Fueled by the emotion of honoring the memory of Shea Fitzgerald, an offensive tackle who was among 13 people who had died over the summer after a multilevel deck collapsed in Chicago, and buoyed by a raucous, school-record crowd of over 28,000 at Huskies Stadium, Northern Illinois outplayed Maryland in all phases of the game.

Though Turner was held to 90 yards on 30 carries, he picked up 38 of them on an 18-play, 84-yard drive that ended with a 25-yard tying field goal with 1:12 remaining.

"That last drive before the field goal, [Turner] was really taking it to our defense," Friedgen said.

The Huskies later had a 45-yard field-goal attempt blocked by the Terps at the end of regulation. In the overtime, an underthrown pass by Maryland quarterback Scott McBrien was deflected and intercepted in the end zone.

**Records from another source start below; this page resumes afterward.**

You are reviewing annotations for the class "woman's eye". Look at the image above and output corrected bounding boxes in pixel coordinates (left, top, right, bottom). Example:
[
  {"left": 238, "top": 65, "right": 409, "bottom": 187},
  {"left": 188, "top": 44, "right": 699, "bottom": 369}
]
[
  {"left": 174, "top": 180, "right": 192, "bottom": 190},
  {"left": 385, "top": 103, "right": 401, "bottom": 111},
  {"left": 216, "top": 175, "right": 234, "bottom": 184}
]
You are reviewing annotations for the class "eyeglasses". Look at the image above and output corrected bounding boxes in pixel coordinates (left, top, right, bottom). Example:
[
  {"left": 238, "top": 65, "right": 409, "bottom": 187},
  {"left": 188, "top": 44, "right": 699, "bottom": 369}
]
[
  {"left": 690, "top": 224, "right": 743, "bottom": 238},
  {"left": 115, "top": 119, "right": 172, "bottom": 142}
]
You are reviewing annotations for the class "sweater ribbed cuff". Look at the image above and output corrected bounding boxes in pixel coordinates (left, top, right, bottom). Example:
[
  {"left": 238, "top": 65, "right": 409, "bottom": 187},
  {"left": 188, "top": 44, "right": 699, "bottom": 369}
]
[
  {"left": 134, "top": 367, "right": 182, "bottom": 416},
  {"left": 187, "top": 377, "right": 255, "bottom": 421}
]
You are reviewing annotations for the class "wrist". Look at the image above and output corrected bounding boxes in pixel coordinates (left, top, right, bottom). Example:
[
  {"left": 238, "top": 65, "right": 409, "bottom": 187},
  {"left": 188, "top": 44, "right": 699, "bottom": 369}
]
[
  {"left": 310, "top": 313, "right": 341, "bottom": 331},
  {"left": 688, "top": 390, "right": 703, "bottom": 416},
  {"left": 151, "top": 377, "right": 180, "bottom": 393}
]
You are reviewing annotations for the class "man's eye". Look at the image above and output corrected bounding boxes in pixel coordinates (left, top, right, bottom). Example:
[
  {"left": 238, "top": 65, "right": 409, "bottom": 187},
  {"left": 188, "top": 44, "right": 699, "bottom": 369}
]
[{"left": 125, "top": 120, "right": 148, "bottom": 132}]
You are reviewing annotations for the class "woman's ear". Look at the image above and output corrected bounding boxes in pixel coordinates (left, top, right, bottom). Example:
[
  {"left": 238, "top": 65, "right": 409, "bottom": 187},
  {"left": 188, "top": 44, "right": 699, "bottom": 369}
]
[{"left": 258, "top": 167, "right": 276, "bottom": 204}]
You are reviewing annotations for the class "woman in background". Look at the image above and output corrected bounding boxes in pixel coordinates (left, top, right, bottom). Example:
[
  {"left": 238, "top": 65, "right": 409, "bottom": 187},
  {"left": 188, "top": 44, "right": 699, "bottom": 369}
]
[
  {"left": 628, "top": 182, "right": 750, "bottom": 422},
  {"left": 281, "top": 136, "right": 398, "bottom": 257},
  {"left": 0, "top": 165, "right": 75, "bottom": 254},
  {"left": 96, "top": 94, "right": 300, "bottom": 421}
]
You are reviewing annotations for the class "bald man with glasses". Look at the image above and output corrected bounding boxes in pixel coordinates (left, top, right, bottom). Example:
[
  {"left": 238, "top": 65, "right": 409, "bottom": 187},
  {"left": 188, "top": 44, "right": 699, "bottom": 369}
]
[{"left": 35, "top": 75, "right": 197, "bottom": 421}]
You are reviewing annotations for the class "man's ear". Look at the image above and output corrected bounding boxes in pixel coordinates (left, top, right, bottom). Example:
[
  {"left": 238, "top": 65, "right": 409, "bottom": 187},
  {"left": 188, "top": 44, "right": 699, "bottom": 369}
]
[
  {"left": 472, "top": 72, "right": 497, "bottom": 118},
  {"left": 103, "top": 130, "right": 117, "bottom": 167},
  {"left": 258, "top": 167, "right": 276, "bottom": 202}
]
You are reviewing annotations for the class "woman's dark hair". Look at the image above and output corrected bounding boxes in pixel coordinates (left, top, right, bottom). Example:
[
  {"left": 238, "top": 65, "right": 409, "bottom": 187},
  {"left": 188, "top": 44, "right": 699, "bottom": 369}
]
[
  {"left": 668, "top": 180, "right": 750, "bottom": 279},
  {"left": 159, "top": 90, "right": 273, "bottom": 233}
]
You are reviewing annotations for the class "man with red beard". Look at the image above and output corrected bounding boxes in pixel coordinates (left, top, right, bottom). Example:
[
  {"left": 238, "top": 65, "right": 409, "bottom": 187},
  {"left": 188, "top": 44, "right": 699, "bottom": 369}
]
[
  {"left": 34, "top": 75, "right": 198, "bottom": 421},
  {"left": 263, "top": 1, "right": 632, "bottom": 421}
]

The Terps were outgained 325 to 222. Maryland also committed nine penalties for 90 yards, including two on the long drive in regulation that ended in the field goal.

With the Terps geared to stop Michael “The Burner” Turner, Northern Illinois’ star running back who had finished second among Division I rushers the previous year, quarterback Josh Haldi completed 21 of 35 passes for 266 yards and two touchdowns, a 5-yarder to Fleck right before halftime and the other a 20-yarder to wide receiver Dan Sheldon for the game-winner.

"They did everything we expected them to do, and they did it very well," McBrien, who finished just 12 of 24 for 110 yards and an interception, said after the game. "I guess they wanted it. They came in and played like they deserved the victory. We made some foolish plays."

Said Fleck: "This is eight years in the making for [the coaching staff]. I couldn't be happier. I'd say this is the biggest team victory I've ever been a part of."

Longtime coach Joe Novak, whose first two teams at Northern Illinois had gone a combined 1-21, seemed at a loss after the win.

"Could somebody tell me what happened?" said Novak, whose team would finish 10-2 that season. "All I know is everyone said we won, so I was going to go along with it."


During the Big Ten coaches’ teleconference Tuesday, the now-37-year-old Fleck still has the image of one of his teammates kicking the game ball high into the air after McBrien’s pass was intercepted and of Novak celebrating the victory.

“With his fists clamped and putting them above his head, like, ‘We did it, we took one of the worst programs in the country and beat a top-10 team at the time like Maryland,” Fleck said. “That’s a very special moment. What Joe Novak had done was something a lot of people could never have done. Those are the things that excite me, things that have never been done before.”